C2W3 Tensorflow Intro: 3.3 Train the Model

The exercise explains that Softmax will be applied internally by calculating tf.keras.losses.categorical_crossentropy().
So, forward_propagation() only calculates up to Z3, which is before applying an activation function in the third layer.

However, when evaluating the Test Set every 10 epochs, in the following block, we’re comparing the ground truths with Z3, which hasn’t been through the Softmax activation, which would indicate which label a sample belongs to.
So what are we actually comparing? I don’t quite follow.

for (minibatch_X, minibatch_Y) in test_minibatches:
    Z3 = forward_propagation(tf.transpose(minibatch_X), parameters)
    test_accuracy.update_state(minibatch_Y, tf.transpose(Z3))
print("Test_accuracy:", test_accuracy.result())

I’m sorry if this has been asked before, and thanks in advance for your time.

Hello @jorgeencinas,

Welcome here!!!

To understand it, we trace back to the test_accuracy, which trace back to how we define it which is tf.keras.metrics.CategoricalAccuracy, and that traces back to the Tensorflow’s doc, which said:

You can provide logits of classes as y_pred , since argmax of logits and probabilities are same.

Because “logits ---- softmax ----> probability”, softmax doesn’t matter here. Think about it further :wink:

Cheers,
Raymond

PS: It’s a healthy habit to read the doc everytime we see a TF thing, :wink:

Right! Just to provide one more level of explanation: the key point is that the function softmax is monotonic and increasing. The output values are in the same order as the input values in magnitude, which is why the statement about “argmax” is true.

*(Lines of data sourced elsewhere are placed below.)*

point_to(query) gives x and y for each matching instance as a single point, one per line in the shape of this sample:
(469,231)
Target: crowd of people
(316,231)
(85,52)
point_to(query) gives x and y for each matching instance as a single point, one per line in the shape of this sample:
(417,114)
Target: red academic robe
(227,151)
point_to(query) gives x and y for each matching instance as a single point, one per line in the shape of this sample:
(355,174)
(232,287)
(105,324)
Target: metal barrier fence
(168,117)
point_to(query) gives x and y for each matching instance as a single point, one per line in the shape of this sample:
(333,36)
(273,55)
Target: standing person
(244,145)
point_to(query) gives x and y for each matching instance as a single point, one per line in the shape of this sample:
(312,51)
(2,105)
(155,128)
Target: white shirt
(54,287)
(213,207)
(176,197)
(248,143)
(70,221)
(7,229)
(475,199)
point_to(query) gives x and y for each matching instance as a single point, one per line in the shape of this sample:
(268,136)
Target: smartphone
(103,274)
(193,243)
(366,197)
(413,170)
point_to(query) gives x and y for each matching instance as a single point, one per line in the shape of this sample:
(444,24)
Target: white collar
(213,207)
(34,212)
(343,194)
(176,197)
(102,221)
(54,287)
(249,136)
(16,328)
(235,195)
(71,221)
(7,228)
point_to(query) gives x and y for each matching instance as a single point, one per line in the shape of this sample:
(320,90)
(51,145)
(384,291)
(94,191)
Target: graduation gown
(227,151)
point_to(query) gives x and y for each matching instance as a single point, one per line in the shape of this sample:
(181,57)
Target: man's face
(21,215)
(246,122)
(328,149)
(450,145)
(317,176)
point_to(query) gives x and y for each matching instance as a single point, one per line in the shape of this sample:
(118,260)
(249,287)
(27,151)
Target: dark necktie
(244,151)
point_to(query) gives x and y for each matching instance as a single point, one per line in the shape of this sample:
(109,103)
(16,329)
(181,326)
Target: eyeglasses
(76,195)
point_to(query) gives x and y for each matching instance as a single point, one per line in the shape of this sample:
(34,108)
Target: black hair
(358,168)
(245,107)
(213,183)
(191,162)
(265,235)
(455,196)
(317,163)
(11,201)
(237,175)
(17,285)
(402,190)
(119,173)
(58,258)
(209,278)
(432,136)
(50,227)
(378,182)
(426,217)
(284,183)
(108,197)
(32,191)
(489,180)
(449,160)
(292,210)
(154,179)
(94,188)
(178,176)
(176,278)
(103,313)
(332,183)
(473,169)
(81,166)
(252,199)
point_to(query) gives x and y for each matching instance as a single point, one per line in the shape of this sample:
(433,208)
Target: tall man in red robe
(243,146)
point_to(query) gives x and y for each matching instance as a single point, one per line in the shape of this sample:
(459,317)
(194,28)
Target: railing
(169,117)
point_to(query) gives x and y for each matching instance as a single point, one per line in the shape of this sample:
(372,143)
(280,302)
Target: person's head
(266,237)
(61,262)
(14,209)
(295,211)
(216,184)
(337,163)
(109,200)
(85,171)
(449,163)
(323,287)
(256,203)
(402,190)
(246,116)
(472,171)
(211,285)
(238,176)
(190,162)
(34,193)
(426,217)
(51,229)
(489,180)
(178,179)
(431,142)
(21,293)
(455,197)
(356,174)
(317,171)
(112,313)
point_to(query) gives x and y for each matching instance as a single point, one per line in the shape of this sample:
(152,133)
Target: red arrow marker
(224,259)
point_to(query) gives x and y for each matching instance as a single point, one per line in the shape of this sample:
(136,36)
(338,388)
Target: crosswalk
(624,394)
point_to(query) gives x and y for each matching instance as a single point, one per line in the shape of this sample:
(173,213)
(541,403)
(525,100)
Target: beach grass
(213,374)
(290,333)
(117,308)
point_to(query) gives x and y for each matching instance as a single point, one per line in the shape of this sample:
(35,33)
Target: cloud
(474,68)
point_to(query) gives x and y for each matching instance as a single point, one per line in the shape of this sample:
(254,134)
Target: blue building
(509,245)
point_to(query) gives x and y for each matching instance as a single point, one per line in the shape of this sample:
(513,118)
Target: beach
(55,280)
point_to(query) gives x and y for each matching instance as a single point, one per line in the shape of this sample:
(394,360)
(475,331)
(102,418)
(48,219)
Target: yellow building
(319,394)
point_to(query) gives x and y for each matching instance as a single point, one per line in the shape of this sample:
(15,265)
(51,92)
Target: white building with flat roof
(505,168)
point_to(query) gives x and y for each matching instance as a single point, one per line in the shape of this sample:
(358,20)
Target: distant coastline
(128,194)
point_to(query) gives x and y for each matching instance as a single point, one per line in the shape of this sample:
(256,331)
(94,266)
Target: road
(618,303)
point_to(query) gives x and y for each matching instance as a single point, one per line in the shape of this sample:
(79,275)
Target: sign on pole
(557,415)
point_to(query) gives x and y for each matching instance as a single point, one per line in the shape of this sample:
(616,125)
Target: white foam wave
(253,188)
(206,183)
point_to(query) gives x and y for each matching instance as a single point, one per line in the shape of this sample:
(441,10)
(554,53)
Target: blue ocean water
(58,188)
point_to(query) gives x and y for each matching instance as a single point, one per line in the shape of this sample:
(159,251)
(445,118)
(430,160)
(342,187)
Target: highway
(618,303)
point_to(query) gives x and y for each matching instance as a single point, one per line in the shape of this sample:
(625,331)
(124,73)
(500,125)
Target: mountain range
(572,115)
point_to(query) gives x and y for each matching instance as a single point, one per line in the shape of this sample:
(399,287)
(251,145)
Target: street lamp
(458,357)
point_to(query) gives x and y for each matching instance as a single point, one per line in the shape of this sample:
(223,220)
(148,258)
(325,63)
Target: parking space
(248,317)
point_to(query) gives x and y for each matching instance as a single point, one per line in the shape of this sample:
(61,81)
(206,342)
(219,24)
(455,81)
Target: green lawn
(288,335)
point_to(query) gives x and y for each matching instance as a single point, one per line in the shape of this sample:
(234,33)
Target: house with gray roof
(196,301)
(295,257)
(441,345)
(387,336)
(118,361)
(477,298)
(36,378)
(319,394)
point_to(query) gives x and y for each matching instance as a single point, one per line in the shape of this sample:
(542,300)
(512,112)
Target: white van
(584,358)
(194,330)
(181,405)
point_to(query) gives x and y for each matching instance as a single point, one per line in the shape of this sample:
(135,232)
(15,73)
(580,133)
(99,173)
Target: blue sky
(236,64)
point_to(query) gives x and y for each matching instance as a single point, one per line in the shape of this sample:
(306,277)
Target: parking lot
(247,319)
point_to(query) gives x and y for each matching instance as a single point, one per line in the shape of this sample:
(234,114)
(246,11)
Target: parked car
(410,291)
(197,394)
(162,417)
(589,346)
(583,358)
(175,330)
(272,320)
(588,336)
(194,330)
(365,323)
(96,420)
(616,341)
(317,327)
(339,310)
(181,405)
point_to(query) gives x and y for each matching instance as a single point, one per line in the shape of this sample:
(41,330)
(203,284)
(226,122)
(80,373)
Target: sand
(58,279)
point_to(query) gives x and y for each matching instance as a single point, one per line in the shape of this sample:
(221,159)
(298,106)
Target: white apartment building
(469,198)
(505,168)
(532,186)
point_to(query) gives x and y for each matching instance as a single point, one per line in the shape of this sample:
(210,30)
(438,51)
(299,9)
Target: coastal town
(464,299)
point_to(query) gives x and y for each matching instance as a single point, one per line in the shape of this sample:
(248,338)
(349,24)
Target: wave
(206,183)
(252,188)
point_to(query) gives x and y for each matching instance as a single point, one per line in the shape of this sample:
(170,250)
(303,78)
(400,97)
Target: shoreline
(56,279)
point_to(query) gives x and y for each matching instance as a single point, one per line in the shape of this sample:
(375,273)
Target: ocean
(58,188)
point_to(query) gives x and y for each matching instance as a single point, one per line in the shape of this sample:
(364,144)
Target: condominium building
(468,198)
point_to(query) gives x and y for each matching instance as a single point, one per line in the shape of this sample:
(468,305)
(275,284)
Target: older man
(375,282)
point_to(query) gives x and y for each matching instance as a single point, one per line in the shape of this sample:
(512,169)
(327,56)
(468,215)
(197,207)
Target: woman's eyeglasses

Thank you very much for welcoming me into the community! And of course, for your responses. They were both very precise, and helped guide me in the right direction. I did a little bit more reading to really understand them, and now I get it!

Will definitely follow your advice about checking on TF’s documentation carefully from here on, thank you for your patience :smile: